During model training, we used label smoothing and early stopping to address class imbalance and prevent overfitting \cite{lukasik2020does}. \textbf{Label smoothing} was used in the experiments to deal with imbalanced class (malignant: 171 cases vs benign: 485 cases). In label smoothing, instead of setting the target value for the correct class to 1 and all others to 0, a small positive value, usually around 0.1, was assigned to the negative class, and the target value for the true class was slightly reduced by the same amount. This encouraged the model to consider all classes equally and prevent overfitting to the majority class \cite{muller2019does}. \textbf{Early stopping} was used in the experiments to prevent overfitting and improve the generalization performance of the model\cite{prechelt2012early}, setting an upper training limit of 1000 epochs. However, the actual stopping varied, ranging from 40 to 100 epochs. For implementation details, see \hyperref[tab:tab1a]{Table A2}.

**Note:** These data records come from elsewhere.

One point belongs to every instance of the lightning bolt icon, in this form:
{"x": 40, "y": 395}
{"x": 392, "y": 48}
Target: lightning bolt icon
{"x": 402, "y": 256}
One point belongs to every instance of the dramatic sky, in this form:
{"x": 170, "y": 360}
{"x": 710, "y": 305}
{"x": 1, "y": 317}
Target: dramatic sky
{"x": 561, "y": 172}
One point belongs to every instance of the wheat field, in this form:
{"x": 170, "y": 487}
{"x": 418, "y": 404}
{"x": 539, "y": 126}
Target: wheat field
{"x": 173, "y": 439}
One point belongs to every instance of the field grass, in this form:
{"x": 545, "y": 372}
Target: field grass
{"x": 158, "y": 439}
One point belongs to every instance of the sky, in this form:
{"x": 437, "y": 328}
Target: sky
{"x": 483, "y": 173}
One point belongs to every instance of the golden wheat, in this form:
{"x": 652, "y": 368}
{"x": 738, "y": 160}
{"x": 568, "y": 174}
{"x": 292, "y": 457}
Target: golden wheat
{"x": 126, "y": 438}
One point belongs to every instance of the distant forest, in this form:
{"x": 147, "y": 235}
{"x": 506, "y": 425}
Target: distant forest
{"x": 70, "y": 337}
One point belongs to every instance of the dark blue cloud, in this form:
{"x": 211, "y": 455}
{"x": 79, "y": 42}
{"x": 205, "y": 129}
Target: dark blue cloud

\subsection{Evaluation Metrics and Fairness Assessment}
To assess the overall discriminatory power of the models, the Area Under the Receiver Operating Characteristic (ROC) Curve, or AUC, was computed on a bootstrapped test set with 5000 iterations \cite{robin2011proc}. The metric used to assess fairness of a model in this study is performance gap, which was calculated by taking the difference between the maximum and minimum AUC among the three skin tone datasets for each model \cite{ricci2022addressing}. This metric quantifies the degree of bias and illuminates potential areas where model performance can be enhanced. In addition, the two aforesaid non-parametric statistical tests (the Wilcoxon and Friedman tests) were conducted to determine whether the differences in AUC values across skin tone groups were statistically significant or occurred by chance. By combining the measurement of performance gaps with a statistical test, it helped to gain insights into both the magnitude of the disparities and their statistical significance. 


\section{Results}
\subsection{Performance of image-only and fusion models}

Of all image-only models, the models with EfficientNet-B5 and Inception-V3 had the best performance, with AUC 80.7\% and 78.3\%, respectively (\hyperref[fig:3roc]{Figure 2}). The p-value of 0.119 was obtained for the model with EfficientNet-B5 in the Friedman test, and p-value of 0.202 obtained for the models with Inception-V3 and DenseNet-121. The image only model with the best performance (EfficientNet-B5) had the smallest performance gap between the three skin tones datasets (8.3\%). This finding indicates that the EfficientNet-B5 image only model is less biased towards people with certain skin tones than Inception-V3 and DenseNet-121 models. By contrast, the largest performance gap (18.5\%) was found in the model with Inception-V3.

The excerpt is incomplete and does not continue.